According to a top BCCI official, the assessment that the Nagpur pitch was "poor" was not right, and that the BCCI was going to contest it strongly. "The report says the ball 'spun' on day one," he said on the sidelines of the IPL Governing Council meeting in Delhi. "It says 'excessive turn' only for day three." However, it is worth noting that the ICC's guidelines on what qualifies as a poor pitch is "excessive assistance to spin bowlers, especially early in the match", and not just early in the match.
The officials present at the meeting were vehement in their support of the pitch, whose excessive turn, variable bounce and pace had come in for criticism from various quarters. "Excessive turn is subjective," the official said. "It depends on how the bowler uses it. I don't think there was anything wrong with the surface."

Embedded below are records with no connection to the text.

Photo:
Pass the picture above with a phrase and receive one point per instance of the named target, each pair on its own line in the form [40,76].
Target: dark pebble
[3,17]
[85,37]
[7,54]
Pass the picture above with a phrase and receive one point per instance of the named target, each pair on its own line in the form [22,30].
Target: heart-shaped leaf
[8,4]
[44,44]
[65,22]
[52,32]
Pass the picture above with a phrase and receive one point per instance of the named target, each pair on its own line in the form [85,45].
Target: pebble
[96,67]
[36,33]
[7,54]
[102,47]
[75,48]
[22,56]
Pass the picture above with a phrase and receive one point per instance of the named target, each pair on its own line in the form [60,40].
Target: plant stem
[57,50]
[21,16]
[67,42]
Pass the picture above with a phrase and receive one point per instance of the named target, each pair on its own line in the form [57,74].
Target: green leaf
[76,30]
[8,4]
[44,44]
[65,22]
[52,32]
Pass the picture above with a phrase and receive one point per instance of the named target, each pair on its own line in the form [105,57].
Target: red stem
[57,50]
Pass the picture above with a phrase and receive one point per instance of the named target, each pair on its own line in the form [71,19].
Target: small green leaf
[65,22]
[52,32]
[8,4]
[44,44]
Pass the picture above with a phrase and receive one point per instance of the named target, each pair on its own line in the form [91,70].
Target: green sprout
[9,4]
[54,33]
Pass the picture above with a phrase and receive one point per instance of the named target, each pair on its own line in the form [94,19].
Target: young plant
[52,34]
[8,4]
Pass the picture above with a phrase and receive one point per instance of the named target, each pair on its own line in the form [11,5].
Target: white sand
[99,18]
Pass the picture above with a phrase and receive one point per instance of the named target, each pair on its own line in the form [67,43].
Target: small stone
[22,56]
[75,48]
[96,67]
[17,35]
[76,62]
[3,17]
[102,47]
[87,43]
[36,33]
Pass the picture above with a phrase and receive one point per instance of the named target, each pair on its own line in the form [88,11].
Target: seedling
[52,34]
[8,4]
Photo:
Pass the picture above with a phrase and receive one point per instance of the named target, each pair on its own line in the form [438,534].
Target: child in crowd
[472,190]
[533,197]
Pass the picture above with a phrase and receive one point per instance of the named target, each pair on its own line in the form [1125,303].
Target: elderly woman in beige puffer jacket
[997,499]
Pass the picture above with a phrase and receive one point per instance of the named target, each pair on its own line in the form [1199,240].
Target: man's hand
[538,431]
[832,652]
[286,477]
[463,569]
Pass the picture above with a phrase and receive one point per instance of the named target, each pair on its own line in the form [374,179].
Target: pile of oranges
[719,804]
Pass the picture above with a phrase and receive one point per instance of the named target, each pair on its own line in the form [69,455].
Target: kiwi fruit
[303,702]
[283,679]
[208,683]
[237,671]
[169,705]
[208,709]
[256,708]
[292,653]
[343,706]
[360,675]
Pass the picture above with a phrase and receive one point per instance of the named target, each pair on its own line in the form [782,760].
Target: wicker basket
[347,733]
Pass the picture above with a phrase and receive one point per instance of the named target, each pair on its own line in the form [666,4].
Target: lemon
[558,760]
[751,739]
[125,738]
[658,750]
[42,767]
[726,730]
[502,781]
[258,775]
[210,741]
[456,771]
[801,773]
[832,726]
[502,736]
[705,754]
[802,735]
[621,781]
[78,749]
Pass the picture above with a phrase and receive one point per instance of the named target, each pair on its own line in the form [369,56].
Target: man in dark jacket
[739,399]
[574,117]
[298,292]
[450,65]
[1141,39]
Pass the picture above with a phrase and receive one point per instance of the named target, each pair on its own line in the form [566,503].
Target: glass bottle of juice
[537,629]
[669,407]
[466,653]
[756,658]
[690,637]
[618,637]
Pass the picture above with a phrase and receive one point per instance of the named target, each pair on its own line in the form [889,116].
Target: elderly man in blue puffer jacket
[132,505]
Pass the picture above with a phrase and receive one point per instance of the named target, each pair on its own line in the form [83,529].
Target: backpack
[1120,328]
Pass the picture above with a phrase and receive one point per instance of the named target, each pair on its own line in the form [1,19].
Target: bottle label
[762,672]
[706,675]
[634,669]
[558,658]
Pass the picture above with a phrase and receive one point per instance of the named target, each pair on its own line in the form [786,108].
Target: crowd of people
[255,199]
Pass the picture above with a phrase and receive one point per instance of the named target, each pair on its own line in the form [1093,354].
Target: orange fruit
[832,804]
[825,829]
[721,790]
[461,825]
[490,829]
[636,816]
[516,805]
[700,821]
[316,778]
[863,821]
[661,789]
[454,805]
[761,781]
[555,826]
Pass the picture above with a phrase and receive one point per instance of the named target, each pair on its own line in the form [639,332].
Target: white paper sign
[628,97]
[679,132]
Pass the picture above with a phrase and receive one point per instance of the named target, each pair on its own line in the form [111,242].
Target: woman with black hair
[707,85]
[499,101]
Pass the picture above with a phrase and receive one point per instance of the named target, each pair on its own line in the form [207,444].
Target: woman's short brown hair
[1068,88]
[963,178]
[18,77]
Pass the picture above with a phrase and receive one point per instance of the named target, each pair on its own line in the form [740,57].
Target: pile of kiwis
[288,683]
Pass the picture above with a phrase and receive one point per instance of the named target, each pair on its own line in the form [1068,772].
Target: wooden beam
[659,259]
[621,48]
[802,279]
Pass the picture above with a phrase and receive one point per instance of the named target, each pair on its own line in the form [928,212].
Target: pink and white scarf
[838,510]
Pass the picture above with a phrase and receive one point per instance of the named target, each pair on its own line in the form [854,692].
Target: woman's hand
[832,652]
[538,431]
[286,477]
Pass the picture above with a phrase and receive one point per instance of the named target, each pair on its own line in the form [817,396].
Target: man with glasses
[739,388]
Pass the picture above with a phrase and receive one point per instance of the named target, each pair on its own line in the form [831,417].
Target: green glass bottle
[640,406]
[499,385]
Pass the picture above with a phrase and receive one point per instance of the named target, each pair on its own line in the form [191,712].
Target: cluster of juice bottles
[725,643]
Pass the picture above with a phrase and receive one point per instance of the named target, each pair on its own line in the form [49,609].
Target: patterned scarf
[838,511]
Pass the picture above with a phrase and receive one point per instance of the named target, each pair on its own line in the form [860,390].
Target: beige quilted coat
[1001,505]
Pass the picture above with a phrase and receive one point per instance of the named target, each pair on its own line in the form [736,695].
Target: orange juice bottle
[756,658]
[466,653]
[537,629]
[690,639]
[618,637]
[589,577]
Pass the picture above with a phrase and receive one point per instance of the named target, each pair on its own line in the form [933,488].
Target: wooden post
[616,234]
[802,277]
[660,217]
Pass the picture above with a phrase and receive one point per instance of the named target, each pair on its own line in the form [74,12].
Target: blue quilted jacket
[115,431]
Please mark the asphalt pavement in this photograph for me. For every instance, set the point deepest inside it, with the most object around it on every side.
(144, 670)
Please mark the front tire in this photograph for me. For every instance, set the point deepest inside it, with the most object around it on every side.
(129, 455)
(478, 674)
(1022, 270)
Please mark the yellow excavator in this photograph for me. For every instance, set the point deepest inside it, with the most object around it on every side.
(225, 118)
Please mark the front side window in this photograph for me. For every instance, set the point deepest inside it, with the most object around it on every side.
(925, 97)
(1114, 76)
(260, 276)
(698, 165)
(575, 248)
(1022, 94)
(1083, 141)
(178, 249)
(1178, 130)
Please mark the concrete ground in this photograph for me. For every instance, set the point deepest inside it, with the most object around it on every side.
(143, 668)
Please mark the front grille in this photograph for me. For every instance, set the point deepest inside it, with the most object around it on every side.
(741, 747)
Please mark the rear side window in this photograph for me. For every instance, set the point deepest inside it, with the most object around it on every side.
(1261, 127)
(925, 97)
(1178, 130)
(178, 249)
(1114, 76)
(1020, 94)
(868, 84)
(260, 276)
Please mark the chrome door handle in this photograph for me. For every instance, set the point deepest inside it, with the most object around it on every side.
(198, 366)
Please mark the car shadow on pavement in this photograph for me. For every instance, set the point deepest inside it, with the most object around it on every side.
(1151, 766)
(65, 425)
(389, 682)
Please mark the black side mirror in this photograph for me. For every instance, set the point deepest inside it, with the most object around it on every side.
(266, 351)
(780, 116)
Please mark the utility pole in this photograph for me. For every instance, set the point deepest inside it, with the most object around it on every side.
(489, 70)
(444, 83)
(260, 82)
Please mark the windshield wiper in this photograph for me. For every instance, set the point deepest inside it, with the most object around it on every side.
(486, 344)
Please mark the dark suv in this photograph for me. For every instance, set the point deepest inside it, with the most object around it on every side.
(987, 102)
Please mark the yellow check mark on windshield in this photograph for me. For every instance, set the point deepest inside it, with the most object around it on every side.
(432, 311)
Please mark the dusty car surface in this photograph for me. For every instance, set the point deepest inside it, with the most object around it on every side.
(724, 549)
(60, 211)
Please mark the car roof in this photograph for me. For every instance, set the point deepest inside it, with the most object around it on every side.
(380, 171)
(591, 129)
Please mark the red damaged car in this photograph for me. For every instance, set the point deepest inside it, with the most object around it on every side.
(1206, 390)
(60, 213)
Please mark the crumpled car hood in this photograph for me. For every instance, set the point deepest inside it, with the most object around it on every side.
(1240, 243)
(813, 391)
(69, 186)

The ICC informed the BCCI on December 1 that Jeff Crowe, the match referee, in consultation with the umpires, had rated the pitch poor. The BCCI had 14 days to respond after which Geoff Allardice, ICC"s general manager of cricket, and Ranjan Madugalle, its chief match referee, will consider all evidence, including video footage of the match, before deciding if the pitch was indeed poor.
If found to be poor, the penalties range from a warning and/or a fine of $15,000 with a directive to institute corrective measures.
Another official said the worst-case scenario will be a warning from the ICC, but insisted there was nothing wrong with the pitch. "Early turn is a new concept to them [the batsmen]," he said. "Maybe they are not used to it, but it would have been a problem only if the pitch had been dangerous."